Ein selbstverwaltetes Zentrum liegt also jenseits von Kulturangeboten, die mitunter die Selbstverwaltung als Gestaltungsprinzip übernommen haben, sich aber dennoch fast ausschließlich mit konsumorientierter Freizeitorganisation beschäftigen. Auch Politikansätze, die sich in der Mainstreamgesellschaft kaum entwickeln können, finden hier ebenso Platz wie marginalisierte Bevölkerungsgruppen.
Außerdem organisiert sich gerade in linken, selbstverwalteten Zentren der Widerstand gegen neonazistische Umtriebe und gegen die Etablierung einer rechten Jugendsubkultur. Durch die antifaschistische, antisexistische, antirassistische und antinationalistische Ausrichtung solcher Treffpunkte wird ein Zusammenleben in gegenseitiger Anerkennung vermittelt. Und das nicht in von SozialarbeiterInnen verordneten Spielchen, sondern durch die direkte Erfahrung, die die Beteiligten durch selbstverantwortliches und selbstständiges Organisieren und Bewerkstelligen machen.
Ein unabhängiges soziales Zentrum ist auch ein politischer Treffpunkt für eine Vielzahl antifaschistischer, antirassistischer oder antisexistischer Gruppen.
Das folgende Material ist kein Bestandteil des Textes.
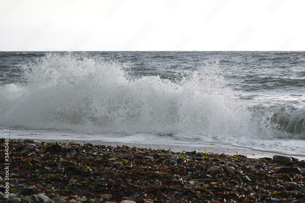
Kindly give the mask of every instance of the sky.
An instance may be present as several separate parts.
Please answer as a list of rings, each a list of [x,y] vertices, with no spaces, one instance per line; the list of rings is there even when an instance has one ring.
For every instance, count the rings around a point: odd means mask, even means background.
[[[304,51],[303,0],[1,0],[0,51]]]

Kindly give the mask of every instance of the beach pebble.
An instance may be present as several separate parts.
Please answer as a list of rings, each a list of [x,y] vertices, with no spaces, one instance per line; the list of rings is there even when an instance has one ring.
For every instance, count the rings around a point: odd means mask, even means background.
[[[213,174],[215,173],[217,173],[220,170],[222,170],[222,169],[221,168],[219,168],[219,167],[211,167],[208,169],[208,170],[206,171],[206,173],[208,173]]]
[[[55,203],[55,202],[52,199],[49,199],[47,201],[45,202],[45,203]]]
[[[36,202],[39,202],[39,200],[38,199],[38,198],[35,195],[32,195],[30,196],[29,198],[30,198],[31,199],[33,200],[33,202],[34,203]]]
[[[291,173],[296,174],[300,174],[302,171],[298,167],[283,167],[279,169],[278,170],[279,173]]]
[[[152,156],[155,156],[156,157],[159,157],[161,156],[161,154],[158,154],[158,153],[153,153],[152,154]]]
[[[177,156],[175,155],[174,155],[172,156],[172,159],[174,159],[175,160],[178,160],[181,158],[181,157],[179,156]]]
[[[64,201],[64,200],[61,198],[58,197],[55,197],[51,200],[54,201],[54,203],[60,203],[60,202]]]
[[[90,147],[93,147],[93,145],[91,143],[86,143],[87,144],[86,145],[84,143],[84,145],[83,145],[83,147],[88,147],[88,146]],[[88,146],[87,146],[88,145]]]
[[[82,202],[83,201],[86,201],[86,197],[83,196],[81,198],[79,198],[78,200],[79,201],[80,201],[81,202]]]
[[[192,152],[188,152],[189,154],[192,154],[193,155],[194,155],[197,153],[197,151],[196,150],[193,151]]]
[[[36,195],[36,197],[38,198],[39,200],[42,200],[44,201],[50,200],[50,198],[44,194],[38,194]]]
[[[244,182],[251,182],[251,180],[250,179],[249,177],[247,176],[245,176],[242,177],[242,180]]]
[[[60,197],[60,198],[64,200],[67,200],[69,199],[69,198],[66,197],[64,197],[63,196],[62,196]]]
[[[273,161],[277,163],[287,162],[292,161],[292,159],[289,156],[274,155],[272,158]]]
[[[268,197],[266,199],[266,200],[267,202],[271,201],[271,202],[280,202],[280,201],[283,201],[283,200],[281,199],[278,199],[278,198],[276,198],[274,197]]]
[[[230,166],[232,166],[233,167],[234,167],[235,168],[236,168],[238,167],[238,166],[237,166],[237,165],[235,165],[235,164],[233,164],[230,165]]]
[[[121,202],[121,203],[137,203],[137,202],[131,200],[123,200]]]
[[[25,140],[28,143],[35,143],[35,141],[34,140],[26,139]]]
[[[20,198],[12,198],[12,199],[10,199],[9,201],[10,203],[19,203],[21,201],[21,200],[20,199]]]
[[[20,198],[20,199],[21,200],[21,202],[23,203],[24,202],[24,203],[29,202],[30,203],[31,202],[33,202],[33,200],[32,199],[30,198],[28,198],[27,197],[22,197]],[[38,202],[39,202],[38,201]]]
[[[113,195],[111,194],[102,194],[101,196],[101,198],[108,199],[112,198],[113,197]]]
[[[9,193],[9,197],[10,198],[16,197],[17,196],[17,195],[15,193]]]
[[[70,179],[70,180],[69,180],[69,184],[73,184],[74,183],[75,183],[75,181],[73,179]]]
[[[242,164],[240,165],[240,168],[242,169],[244,169],[247,168],[247,166],[245,164]]]
[[[292,160],[293,161],[299,161],[299,159],[297,159],[295,157],[294,157],[293,156],[290,156],[289,157],[292,159]]]

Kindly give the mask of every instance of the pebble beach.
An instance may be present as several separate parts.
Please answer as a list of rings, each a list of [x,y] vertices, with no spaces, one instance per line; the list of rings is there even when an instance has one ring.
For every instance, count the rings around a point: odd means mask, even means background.
[[[4,139],[1,141],[2,156],[5,148]],[[0,173],[4,202],[297,202],[305,199],[305,162],[293,157],[249,158],[237,153],[175,152],[150,146],[32,140],[11,140],[9,146],[9,179],[5,179],[4,167]],[[0,161],[3,166],[4,160],[2,157]]]

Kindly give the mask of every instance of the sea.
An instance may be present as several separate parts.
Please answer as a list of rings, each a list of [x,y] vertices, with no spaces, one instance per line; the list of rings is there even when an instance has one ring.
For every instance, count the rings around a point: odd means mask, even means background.
[[[305,52],[2,52],[0,110],[11,138],[305,156]]]

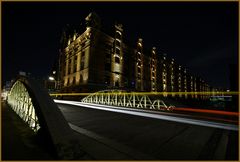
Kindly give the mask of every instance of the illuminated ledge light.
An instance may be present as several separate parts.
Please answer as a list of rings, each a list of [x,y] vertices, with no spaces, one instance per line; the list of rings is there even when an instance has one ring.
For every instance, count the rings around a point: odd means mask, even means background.
[[[108,95],[108,94],[125,94],[125,95],[163,95],[163,94],[198,94],[198,95],[239,95],[240,92],[96,92],[97,94]],[[87,96],[96,93],[50,93],[50,96]]]

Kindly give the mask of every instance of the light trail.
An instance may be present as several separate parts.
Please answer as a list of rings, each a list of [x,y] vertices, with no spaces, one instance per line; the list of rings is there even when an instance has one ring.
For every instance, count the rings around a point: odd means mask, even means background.
[[[139,112],[139,111],[134,111],[134,110],[127,110],[128,108],[123,109],[121,107],[116,107],[116,106],[108,107],[106,105],[86,104],[86,103],[77,102],[77,101],[65,101],[65,100],[54,100],[54,101],[56,103],[70,104],[70,105],[81,106],[81,107],[86,107],[86,108],[105,110],[105,111],[111,111],[111,112],[117,112],[117,113],[124,113],[124,114],[148,117],[148,118],[153,118],[153,119],[161,119],[161,120],[167,120],[167,121],[173,121],[173,122],[179,122],[179,123],[186,123],[186,124],[193,124],[193,125],[199,125],[199,126],[206,126],[206,127],[238,131],[238,125],[233,125],[233,124],[225,124],[225,123],[204,121],[204,120],[198,120],[198,119],[189,119],[189,118],[184,118],[184,117],[167,116],[167,115],[156,114],[156,113],[154,114],[154,113],[150,113],[150,112]]]
[[[174,111],[189,111],[189,112],[198,112],[198,113],[208,113],[208,114],[217,114],[217,115],[227,115],[227,116],[237,116],[239,117],[238,112],[229,112],[229,111],[220,111],[220,110],[206,110],[206,109],[195,109],[195,108],[174,108]]]
[[[91,94],[101,94],[101,95],[108,95],[108,94],[119,94],[119,95],[212,95],[212,96],[219,96],[219,95],[239,95],[240,92],[95,92],[95,93],[50,93],[50,96],[88,96]]]

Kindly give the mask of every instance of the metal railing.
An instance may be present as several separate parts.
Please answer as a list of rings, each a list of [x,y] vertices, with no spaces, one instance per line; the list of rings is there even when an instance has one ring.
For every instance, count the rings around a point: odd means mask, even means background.
[[[99,91],[83,98],[82,102],[154,110],[172,110],[174,108],[172,105],[167,106],[163,100],[153,100],[144,94],[122,90]]]
[[[37,80],[18,77],[8,94],[7,103],[34,132],[38,133],[41,129],[48,136],[58,158],[76,159],[78,153],[82,153],[73,130]]]
[[[8,94],[7,101],[16,114],[18,114],[34,132],[39,130],[40,125],[32,99],[23,83],[20,81],[14,83]]]

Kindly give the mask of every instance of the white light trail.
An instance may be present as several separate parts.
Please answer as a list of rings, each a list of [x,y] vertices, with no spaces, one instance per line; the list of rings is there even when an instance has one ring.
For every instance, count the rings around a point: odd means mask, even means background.
[[[111,111],[111,112],[117,112],[117,113],[124,113],[124,114],[148,117],[153,119],[161,119],[161,120],[174,121],[179,123],[187,123],[187,124],[193,124],[193,125],[199,125],[199,126],[238,131],[238,125],[233,125],[233,124],[225,124],[225,123],[218,123],[213,121],[168,116],[168,115],[151,113],[149,111],[136,111],[135,109],[123,108],[123,107],[117,107],[117,106],[89,104],[89,103],[83,103],[83,102],[77,102],[77,101],[65,101],[65,100],[54,100],[54,101],[56,103],[69,104],[69,105],[75,105],[75,106],[81,106],[86,108],[105,110],[105,111]],[[170,113],[167,113],[167,114],[170,114]],[[171,113],[171,115],[176,115],[176,114]]]

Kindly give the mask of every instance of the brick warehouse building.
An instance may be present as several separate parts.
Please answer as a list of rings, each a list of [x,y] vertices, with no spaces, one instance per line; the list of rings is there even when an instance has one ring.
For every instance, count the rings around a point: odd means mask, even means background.
[[[210,91],[203,79],[190,74],[174,59],[155,47],[144,47],[143,39],[139,38],[133,45],[126,43],[121,24],[115,24],[110,35],[101,29],[96,13],[90,13],[85,21],[84,31],[63,34],[57,70],[61,91],[95,92],[113,88],[148,92]]]

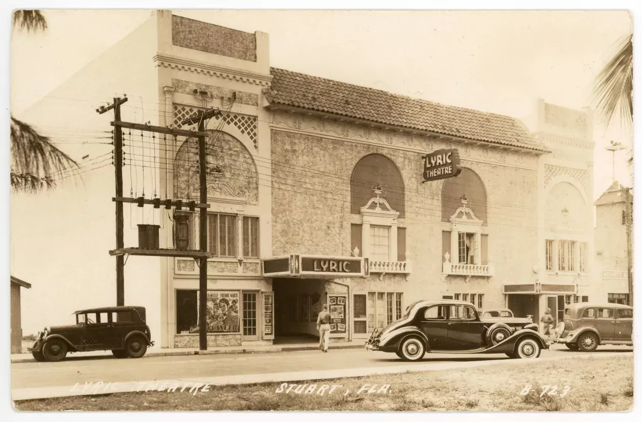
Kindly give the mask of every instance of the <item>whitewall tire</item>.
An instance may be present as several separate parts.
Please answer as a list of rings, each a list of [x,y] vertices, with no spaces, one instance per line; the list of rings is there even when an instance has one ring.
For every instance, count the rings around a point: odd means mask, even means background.
[[[527,337],[517,342],[515,346],[515,357],[519,359],[532,359],[539,357],[542,348],[539,342],[532,337]]]
[[[421,360],[426,353],[426,346],[421,339],[416,337],[410,337],[401,342],[399,347],[399,355],[404,360],[414,362]]]

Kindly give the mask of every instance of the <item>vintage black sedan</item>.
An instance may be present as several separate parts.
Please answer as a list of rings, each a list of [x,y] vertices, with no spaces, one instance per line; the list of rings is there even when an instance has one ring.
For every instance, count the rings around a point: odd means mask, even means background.
[[[143,357],[154,345],[143,307],[109,307],[74,312],[76,323],[46,327],[31,349],[39,362],[62,360],[67,353],[111,350],[119,358]]]
[[[419,360],[426,352],[505,353],[531,359],[548,349],[537,325],[524,321],[480,319],[474,306],[458,300],[415,302],[401,319],[376,329],[365,342],[367,350],[396,353],[404,360]]]

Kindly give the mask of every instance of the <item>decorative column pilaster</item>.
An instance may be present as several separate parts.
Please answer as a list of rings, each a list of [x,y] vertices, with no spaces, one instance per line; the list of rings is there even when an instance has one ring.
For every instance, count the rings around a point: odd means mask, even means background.
[[[370,222],[363,221],[361,226],[361,256],[370,258]]]

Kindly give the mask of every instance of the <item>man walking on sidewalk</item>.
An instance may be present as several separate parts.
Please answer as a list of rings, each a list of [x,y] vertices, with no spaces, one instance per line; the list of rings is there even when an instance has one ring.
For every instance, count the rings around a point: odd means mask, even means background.
[[[317,329],[319,330],[319,348],[327,352],[327,344],[330,341],[330,313],[327,305],[323,305],[323,310],[317,318]]]

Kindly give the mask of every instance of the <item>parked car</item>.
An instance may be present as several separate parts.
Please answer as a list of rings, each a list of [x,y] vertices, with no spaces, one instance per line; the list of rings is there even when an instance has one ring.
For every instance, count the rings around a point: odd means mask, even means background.
[[[537,324],[483,321],[469,302],[448,300],[413,303],[401,319],[373,331],[364,346],[410,361],[426,352],[536,358],[548,348]]]
[[[593,351],[602,344],[633,346],[633,308],[619,303],[582,302],[567,306],[551,341],[571,350]]]
[[[508,308],[498,309],[487,309],[480,312],[480,319],[483,321],[498,321],[505,323],[510,326],[517,328],[524,324],[533,322],[530,318],[520,318],[513,314],[513,311]]]
[[[38,333],[31,354],[39,362],[62,360],[67,353],[111,350],[117,358],[139,358],[154,345],[143,307],[77,310],[76,324],[51,326]]]

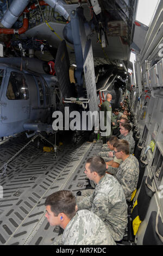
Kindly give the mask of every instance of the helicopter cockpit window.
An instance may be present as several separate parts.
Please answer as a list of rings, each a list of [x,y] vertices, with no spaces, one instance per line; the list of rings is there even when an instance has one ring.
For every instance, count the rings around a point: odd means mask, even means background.
[[[48,87],[44,78],[42,78],[42,80],[43,82],[43,84],[44,84],[44,87],[45,87],[46,103],[47,105],[48,105],[49,103]]]
[[[43,90],[42,83],[39,78],[37,79],[37,82],[39,86],[39,95],[40,95],[40,105],[42,105],[43,104]]]
[[[6,95],[9,100],[29,99],[28,86],[24,76],[17,72],[11,72]]]
[[[1,86],[3,77],[3,74],[4,74],[4,70],[3,69],[0,69],[0,89],[1,89]]]

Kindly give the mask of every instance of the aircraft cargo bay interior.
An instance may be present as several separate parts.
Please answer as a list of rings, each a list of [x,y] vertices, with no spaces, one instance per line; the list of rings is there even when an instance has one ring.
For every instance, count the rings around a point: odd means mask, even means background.
[[[1,245],[163,245],[162,16],[0,0]]]

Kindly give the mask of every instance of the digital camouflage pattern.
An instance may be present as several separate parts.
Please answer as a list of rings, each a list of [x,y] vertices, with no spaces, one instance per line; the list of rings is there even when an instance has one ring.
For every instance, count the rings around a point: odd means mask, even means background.
[[[139,174],[139,163],[132,155],[122,162],[117,168],[109,167],[107,170],[114,174],[122,186],[126,199],[130,200],[133,192],[136,188]]]
[[[116,245],[104,223],[96,214],[78,211],[54,245]]]
[[[119,136],[119,138],[121,139],[125,139],[125,141],[128,141],[130,147],[130,154],[133,154],[135,148],[135,142],[130,133],[129,133],[127,135],[126,135],[126,136],[124,136],[123,135],[121,135],[121,136]]]
[[[122,239],[127,225],[127,205],[123,188],[113,176],[106,174],[90,196],[78,197],[76,203],[78,210],[88,209],[99,216],[115,241]]]

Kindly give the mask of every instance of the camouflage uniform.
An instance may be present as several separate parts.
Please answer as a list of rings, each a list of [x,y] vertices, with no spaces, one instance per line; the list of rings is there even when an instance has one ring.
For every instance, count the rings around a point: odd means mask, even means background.
[[[103,104],[101,105],[101,111],[104,111],[104,125],[105,126],[106,126],[106,113],[107,111],[111,111],[111,131],[110,133],[109,136],[103,136],[103,143],[105,143],[106,142],[106,140],[107,138],[111,136],[112,134],[112,123],[114,122],[114,119],[113,118],[112,113],[112,108],[111,105],[108,100],[105,100]]]
[[[113,176],[106,174],[89,197],[78,197],[76,203],[79,210],[89,209],[100,217],[115,241],[122,239],[127,225],[127,205],[123,188]]]
[[[119,167],[110,167],[107,170],[114,174],[122,186],[126,199],[130,200],[133,191],[136,188],[139,174],[139,163],[132,155],[123,161]]]
[[[120,120],[121,117],[123,115],[123,113],[119,112],[119,114],[116,116],[117,120]]]
[[[130,133],[129,133],[127,135],[126,135],[126,136],[124,136],[124,135],[121,135],[119,136],[119,138],[120,139],[124,139],[125,141],[128,141],[129,144],[130,154],[133,154],[135,148],[135,142]]]
[[[116,245],[104,223],[87,210],[78,211],[54,245]]]

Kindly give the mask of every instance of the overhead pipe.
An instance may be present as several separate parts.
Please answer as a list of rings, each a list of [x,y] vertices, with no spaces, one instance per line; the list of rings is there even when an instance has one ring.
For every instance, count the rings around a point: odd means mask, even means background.
[[[112,84],[112,83],[113,83],[113,82],[114,81],[114,80],[115,80],[116,76],[117,76],[117,74],[116,74],[116,75],[114,75],[113,76],[113,77],[110,77],[109,78],[109,81],[108,82],[108,83],[106,83],[106,86],[105,86],[104,88],[103,88],[102,90],[103,91],[105,91],[106,90],[108,90],[108,88],[110,87],[110,86]]]
[[[30,10],[35,9],[39,5],[37,3],[33,4],[28,8],[27,5],[30,1],[13,1],[1,20],[1,26],[4,28],[0,28],[0,34],[21,34],[27,31],[29,25],[28,17],[27,14]],[[60,13],[65,20],[70,20],[69,14],[63,7],[63,4],[65,4],[65,1],[63,0],[47,0],[46,2],[39,1],[39,4],[40,5],[50,5]],[[11,28],[22,13],[23,13],[22,27],[18,29]]]
[[[28,28],[29,20],[27,15],[27,13],[23,13],[23,26],[18,29],[13,28],[0,28],[0,34],[18,34],[20,35],[25,33]]]
[[[162,88],[152,89],[151,95],[154,98],[160,98],[163,99],[163,94],[160,94],[160,93],[163,92]]]
[[[1,20],[2,26],[6,28],[11,28],[29,2],[30,0],[14,0],[12,1]]]
[[[66,3],[64,0],[46,0],[45,2],[52,8],[54,8],[65,20],[70,21],[69,14],[63,6]]]

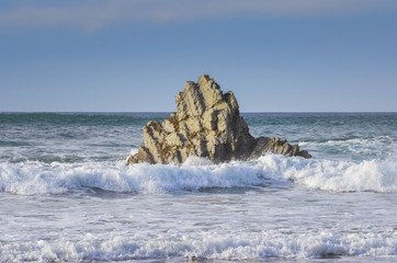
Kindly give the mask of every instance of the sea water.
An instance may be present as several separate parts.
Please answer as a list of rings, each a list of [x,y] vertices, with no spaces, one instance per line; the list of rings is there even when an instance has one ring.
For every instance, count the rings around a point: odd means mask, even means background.
[[[313,159],[126,165],[169,113],[0,114],[0,262],[397,261],[396,113],[247,113]]]

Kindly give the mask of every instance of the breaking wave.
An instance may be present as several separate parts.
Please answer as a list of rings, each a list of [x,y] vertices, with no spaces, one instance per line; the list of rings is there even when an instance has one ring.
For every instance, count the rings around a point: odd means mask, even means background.
[[[264,186],[291,182],[333,192],[397,192],[397,162],[306,160],[268,155],[252,161],[214,164],[190,158],[175,164],[0,163],[0,191],[21,195],[61,194],[87,188],[117,193],[163,193],[206,187]]]

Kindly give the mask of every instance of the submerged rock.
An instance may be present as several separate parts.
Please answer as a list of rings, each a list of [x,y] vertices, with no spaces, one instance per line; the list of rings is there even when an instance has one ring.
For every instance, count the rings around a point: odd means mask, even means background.
[[[184,90],[177,94],[177,113],[161,124],[152,121],[144,126],[144,145],[128,158],[128,163],[182,163],[191,156],[224,162],[269,152],[311,158],[297,145],[277,137],[253,138],[234,93],[224,94],[207,75],[201,76],[197,83],[186,81]]]

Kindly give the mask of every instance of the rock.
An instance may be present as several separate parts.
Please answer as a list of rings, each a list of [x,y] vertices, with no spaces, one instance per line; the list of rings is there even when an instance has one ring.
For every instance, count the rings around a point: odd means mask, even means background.
[[[231,91],[225,94],[207,75],[197,83],[186,81],[177,94],[177,113],[144,126],[144,145],[128,163],[183,163],[189,157],[204,157],[214,162],[248,160],[272,152],[287,157],[311,158],[297,145],[266,137],[253,138],[240,116]]]

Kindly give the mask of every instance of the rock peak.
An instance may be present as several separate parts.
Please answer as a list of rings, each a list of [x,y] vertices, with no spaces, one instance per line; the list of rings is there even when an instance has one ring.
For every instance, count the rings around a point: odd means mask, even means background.
[[[254,139],[240,116],[234,93],[223,93],[208,75],[202,75],[196,83],[186,81],[175,102],[177,113],[161,124],[154,121],[144,126],[144,145],[128,158],[128,163],[182,163],[190,156],[222,162],[266,152],[311,157],[277,137]]]

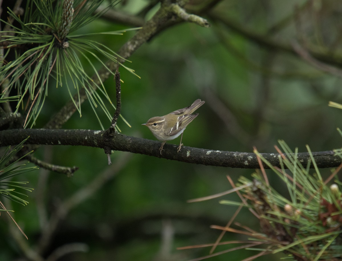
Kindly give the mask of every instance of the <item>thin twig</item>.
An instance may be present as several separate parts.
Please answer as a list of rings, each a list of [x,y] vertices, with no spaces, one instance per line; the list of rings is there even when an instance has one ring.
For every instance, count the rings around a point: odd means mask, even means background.
[[[29,160],[37,166],[52,171],[66,174],[68,177],[72,176],[74,174],[74,173],[78,169],[78,167],[75,166],[73,167],[65,167],[64,166],[54,165],[47,162],[45,162],[40,159],[38,159],[31,155],[27,155],[26,158]]]
[[[110,128],[115,129],[118,119],[121,112],[121,84],[120,82],[120,73],[119,72],[119,65],[116,67],[115,72],[115,89],[116,90],[116,108],[115,113],[111,120]]]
Von ihm ausgehend wird kollektiver Widerstand geleistet gegen den Versuch, die jeweiligen Städte in noch größerem Rahmen kapitalistischen Vermarktungsstrategien unterzuordnen und sie auf diesem Wege in riesige „Sicherheitszonen“ zu verwandeln. Von hier aus kann mensch aktiv werden gegen großstädtische Ausgrenzungsmethoden, Privatisierungsmodelle und Sicherheitswahn. Solche Zentren können flächendeckende Raumverbote für marginalisierte Gruppen durchbrechen, die rigorose Verdrängung der verschiedenen „Submilieus“ aus den Innenstadtbereichen zurückdrängen und die an Wettbewerbsfähigkeit orientierte Fragmentierung und Verinselung städtischer Räume verhindern.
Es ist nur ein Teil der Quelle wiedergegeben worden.